It's been a year since you left and I still miss you a lot. I'll always miss how much fun we had together. I'll miss you forgetting me my name since I look like mom. How you would have cartoons playing in your room. I know that it was due to your memory problem. But it was still good 'cause it let me know that it wasn't a bad thing. But I'll never say on here what I watch when I'm in my room. That's for my family to know. But I will say that you watched some cartoons that I've loved since I was 5. Thanks for filling me with happy memories and funny moments. For saying things that made me both confused and laugh at the same time. Thanks for always being supportive of me and my choices. Thanks for doing what you were supposed to when I asked you too. Thanks for being there when I hurt my knee.
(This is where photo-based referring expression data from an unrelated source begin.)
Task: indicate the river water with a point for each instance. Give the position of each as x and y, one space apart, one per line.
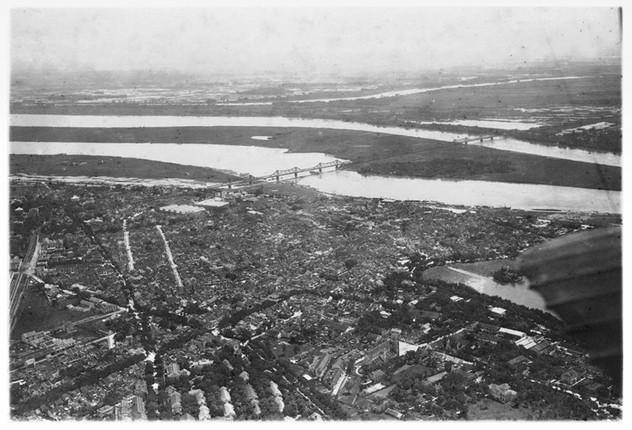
514 145
259 161
468 193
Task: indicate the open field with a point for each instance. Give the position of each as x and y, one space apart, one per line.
372 153
553 103
37 314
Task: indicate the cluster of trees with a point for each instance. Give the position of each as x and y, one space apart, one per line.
505 275
89 378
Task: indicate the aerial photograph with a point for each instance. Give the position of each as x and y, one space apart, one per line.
314 214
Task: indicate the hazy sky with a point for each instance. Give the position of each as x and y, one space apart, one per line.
299 40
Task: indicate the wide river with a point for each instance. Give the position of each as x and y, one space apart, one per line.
514 145
261 161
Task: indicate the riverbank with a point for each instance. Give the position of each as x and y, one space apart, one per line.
372 153
117 167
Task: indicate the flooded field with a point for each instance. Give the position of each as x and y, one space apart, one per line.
514 145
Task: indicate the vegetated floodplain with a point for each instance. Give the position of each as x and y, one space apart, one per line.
89 165
592 95
372 153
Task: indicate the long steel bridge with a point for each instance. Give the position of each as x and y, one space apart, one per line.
468 139
279 175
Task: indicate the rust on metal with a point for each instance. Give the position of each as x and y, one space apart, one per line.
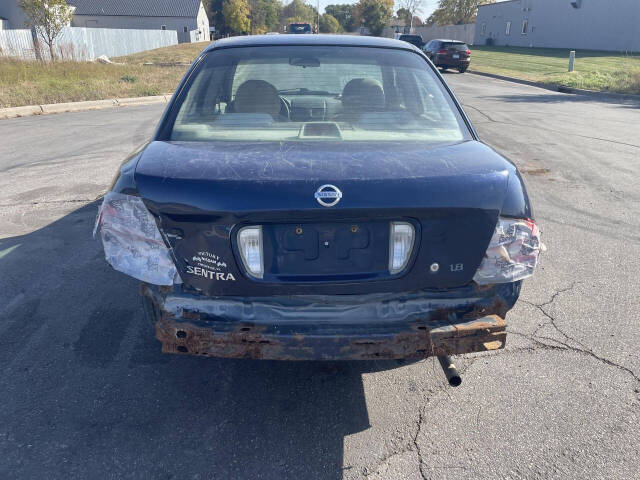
441 332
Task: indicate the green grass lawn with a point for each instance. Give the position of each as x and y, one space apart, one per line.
594 70
182 53
35 83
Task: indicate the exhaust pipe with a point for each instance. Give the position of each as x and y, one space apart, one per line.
450 370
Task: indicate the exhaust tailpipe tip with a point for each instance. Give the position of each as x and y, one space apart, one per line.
450 371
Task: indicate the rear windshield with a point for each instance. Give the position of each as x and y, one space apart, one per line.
300 28
318 93
455 46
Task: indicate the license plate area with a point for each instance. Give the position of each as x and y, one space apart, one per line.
326 252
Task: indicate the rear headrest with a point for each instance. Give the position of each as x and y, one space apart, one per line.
257 96
363 95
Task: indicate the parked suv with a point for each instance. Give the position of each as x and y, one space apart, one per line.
412 39
448 54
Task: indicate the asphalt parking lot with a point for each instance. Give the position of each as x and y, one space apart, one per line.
86 393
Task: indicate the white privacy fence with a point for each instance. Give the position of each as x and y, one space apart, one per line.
80 43
463 32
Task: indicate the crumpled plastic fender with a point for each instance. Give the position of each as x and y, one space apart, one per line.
132 242
512 254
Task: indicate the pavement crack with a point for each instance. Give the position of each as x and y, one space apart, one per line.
564 344
600 139
481 113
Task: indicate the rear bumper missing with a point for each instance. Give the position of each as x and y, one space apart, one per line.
415 325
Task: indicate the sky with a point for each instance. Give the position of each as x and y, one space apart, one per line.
427 9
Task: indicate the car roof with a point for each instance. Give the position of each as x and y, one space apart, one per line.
292 39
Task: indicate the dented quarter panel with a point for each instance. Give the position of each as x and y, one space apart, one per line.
416 325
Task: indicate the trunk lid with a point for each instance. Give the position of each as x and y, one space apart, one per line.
201 194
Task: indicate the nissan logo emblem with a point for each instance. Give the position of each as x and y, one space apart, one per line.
328 195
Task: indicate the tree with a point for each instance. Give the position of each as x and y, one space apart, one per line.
456 12
329 24
344 15
411 7
264 15
236 15
404 15
48 17
375 14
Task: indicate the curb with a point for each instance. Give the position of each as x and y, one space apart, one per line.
559 88
28 110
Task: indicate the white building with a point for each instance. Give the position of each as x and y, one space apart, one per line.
580 24
185 16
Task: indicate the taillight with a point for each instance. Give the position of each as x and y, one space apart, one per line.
250 246
400 246
132 242
512 254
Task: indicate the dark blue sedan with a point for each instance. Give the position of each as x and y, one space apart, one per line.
320 197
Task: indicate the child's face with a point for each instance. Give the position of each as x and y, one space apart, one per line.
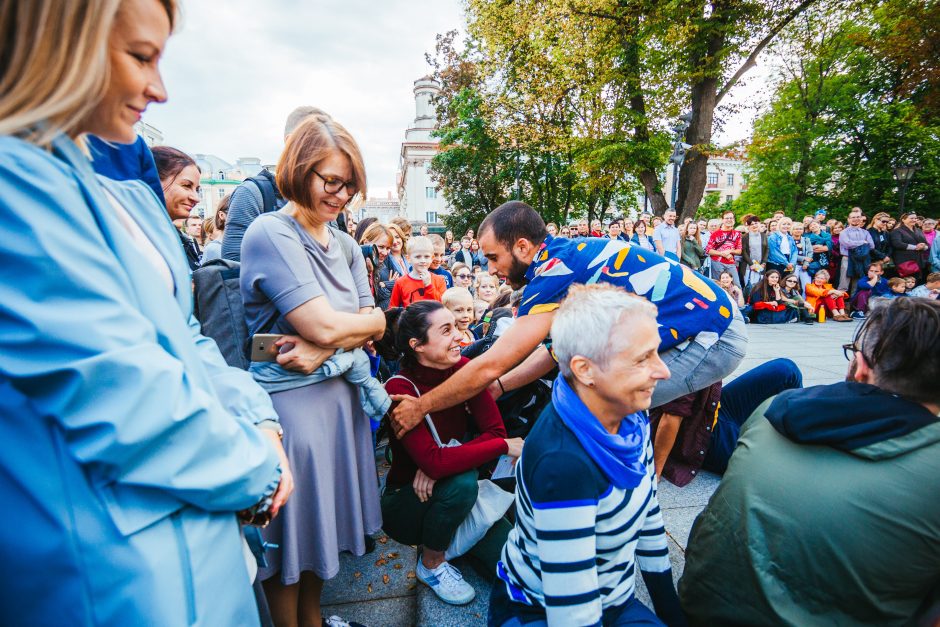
463 312
420 259
479 308
488 288
437 257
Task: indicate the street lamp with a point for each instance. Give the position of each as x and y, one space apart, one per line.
678 152
904 174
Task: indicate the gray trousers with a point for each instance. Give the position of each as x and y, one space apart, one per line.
705 359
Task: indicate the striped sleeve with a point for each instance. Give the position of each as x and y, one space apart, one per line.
564 505
652 550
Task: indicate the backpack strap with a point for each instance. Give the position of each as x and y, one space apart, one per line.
270 195
427 417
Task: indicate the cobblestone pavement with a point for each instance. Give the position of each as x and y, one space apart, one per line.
379 589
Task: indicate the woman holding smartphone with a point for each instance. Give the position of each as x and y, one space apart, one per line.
297 279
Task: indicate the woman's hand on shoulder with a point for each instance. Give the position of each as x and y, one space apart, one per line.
514 446
423 486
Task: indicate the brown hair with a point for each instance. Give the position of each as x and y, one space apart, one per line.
315 139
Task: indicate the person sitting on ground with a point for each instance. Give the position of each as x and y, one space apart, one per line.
699 431
820 293
793 299
691 307
871 286
432 484
828 513
420 283
586 508
460 303
437 260
897 287
766 301
930 289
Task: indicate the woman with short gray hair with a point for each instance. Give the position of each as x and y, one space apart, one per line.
586 507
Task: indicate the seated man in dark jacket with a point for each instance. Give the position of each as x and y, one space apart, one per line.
828 513
700 430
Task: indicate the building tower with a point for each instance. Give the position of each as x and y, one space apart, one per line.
418 196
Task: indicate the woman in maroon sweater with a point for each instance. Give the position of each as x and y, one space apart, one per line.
430 488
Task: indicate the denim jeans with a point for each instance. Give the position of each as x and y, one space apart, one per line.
697 363
739 399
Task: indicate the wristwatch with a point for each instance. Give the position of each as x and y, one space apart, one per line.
272 425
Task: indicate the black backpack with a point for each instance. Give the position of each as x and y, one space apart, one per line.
217 303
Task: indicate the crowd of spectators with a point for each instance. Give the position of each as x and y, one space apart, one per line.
509 375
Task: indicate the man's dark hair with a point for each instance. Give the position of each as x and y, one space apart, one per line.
901 343
512 221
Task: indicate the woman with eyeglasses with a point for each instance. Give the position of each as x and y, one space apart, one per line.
296 278
767 300
793 299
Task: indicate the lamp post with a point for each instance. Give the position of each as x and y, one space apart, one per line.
678 153
904 174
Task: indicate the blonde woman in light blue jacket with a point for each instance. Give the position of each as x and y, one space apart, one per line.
128 445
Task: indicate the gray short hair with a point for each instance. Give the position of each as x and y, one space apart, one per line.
300 114
584 322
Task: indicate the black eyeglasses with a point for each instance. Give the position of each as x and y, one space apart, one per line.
332 184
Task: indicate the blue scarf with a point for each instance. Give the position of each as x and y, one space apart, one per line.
620 456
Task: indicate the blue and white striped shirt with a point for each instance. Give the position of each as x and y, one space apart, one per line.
578 539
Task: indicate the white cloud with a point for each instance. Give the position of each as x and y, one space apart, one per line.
234 70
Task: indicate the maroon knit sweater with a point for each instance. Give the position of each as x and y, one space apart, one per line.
417 448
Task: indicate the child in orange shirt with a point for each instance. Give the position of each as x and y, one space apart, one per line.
420 283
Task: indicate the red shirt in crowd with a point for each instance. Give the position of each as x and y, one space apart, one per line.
417 448
408 290
723 240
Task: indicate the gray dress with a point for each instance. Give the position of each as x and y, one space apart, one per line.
327 436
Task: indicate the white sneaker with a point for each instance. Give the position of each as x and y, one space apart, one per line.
336 621
446 582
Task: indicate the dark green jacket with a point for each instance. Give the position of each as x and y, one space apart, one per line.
813 534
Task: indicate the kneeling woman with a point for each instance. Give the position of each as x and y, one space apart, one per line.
586 507
431 488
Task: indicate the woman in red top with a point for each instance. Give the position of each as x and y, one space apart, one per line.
430 488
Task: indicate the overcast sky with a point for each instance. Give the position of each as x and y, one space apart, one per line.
234 70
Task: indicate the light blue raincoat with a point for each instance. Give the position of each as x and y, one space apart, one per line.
126 443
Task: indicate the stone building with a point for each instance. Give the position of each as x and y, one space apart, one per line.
419 199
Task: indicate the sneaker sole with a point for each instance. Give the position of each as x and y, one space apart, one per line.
448 601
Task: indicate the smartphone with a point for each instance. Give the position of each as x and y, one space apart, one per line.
263 346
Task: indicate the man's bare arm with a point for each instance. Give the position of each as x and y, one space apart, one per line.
512 347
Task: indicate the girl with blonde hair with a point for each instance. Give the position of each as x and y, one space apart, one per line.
129 444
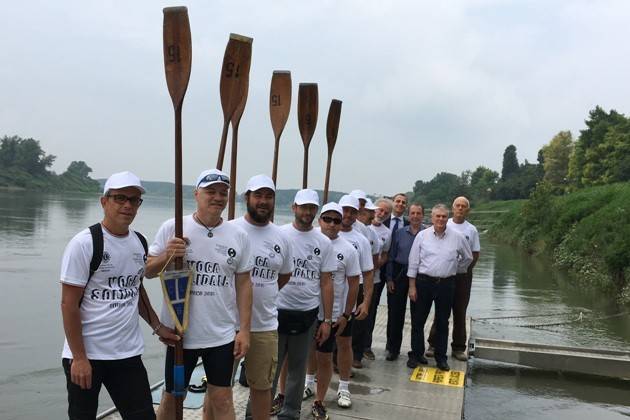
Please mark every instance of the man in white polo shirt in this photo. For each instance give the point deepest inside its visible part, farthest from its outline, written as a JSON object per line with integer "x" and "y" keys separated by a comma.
{"x": 350, "y": 206}
{"x": 101, "y": 299}
{"x": 436, "y": 255}
{"x": 298, "y": 302}
{"x": 460, "y": 207}
{"x": 221, "y": 293}
{"x": 272, "y": 267}
{"x": 346, "y": 288}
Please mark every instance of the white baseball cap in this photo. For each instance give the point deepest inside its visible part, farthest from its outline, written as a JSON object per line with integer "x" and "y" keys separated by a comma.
{"x": 369, "y": 205}
{"x": 306, "y": 196}
{"x": 359, "y": 194}
{"x": 349, "y": 201}
{"x": 123, "y": 180}
{"x": 258, "y": 182}
{"x": 332, "y": 206}
{"x": 212, "y": 176}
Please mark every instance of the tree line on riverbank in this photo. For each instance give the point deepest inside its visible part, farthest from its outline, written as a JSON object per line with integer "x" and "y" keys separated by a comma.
{"x": 599, "y": 156}
{"x": 24, "y": 165}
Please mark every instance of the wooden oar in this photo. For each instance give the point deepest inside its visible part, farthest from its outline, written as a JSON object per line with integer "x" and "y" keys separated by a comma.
{"x": 332, "y": 128}
{"x": 279, "y": 108}
{"x": 234, "y": 78}
{"x": 307, "y": 120}
{"x": 177, "y": 63}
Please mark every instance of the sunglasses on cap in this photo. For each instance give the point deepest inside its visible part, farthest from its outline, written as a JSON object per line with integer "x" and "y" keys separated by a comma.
{"x": 214, "y": 178}
{"x": 122, "y": 199}
{"x": 328, "y": 219}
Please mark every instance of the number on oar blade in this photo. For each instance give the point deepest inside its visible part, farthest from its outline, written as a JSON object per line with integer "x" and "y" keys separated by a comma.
{"x": 279, "y": 108}
{"x": 177, "y": 52}
{"x": 332, "y": 128}
{"x": 307, "y": 119}
{"x": 234, "y": 82}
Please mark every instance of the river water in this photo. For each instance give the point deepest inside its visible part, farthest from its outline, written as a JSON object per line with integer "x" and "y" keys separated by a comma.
{"x": 34, "y": 229}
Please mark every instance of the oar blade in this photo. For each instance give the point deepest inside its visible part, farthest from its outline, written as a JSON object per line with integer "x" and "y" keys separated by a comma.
{"x": 280, "y": 100}
{"x": 332, "y": 125}
{"x": 235, "y": 74}
{"x": 177, "y": 52}
{"x": 307, "y": 111}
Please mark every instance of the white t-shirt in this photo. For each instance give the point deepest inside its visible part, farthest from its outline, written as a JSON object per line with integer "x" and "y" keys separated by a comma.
{"x": 384, "y": 237}
{"x": 347, "y": 266}
{"x": 468, "y": 231}
{"x": 109, "y": 310}
{"x": 362, "y": 245}
{"x": 270, "y": 256}
{"x": 312, "y": 255}
{"x": 213, "y": 310}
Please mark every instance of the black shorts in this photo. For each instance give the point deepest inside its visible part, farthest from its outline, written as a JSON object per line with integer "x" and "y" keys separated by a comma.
{"x": 218, "y": 363}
Even though, there was nothing that Obama could've done to help lol Thanks for asking me to sing outside your door and telling me that it was wonderful. And, you're right, Oma. I'll never know how wonderful it was. I never think that I have a good voice or think that I can sing. But it's nice to know that you loved me and my voice. Sorry I sang it in the hallway but my shyness got the best of me. But thanks for being patient and listening to my songs. You were a real inspiration to me and I loved every second I got to spend w/ you. Whenever I sing and listen to Miley Cyrus' song, "I Miss You" I think of you. I just wanted you to know how much I miss and love you. And I know that I'll be able to see you when the time comes. But until then, please keep watching me from up above. And I've never said this to anyone before. But, I consider you and PaPou to be my guardian angels. I miss you and love you everyday.
Your great granddaughter, Tash or (atleast once a day) Manda <3 :)
RIP Oma
I wrote this for my Great Grandma, who I called Oma because I'm either part or a bit German. And that's the only word I know in German so don't ask me how to say anything lol Anyway, I love her and miss her everyday.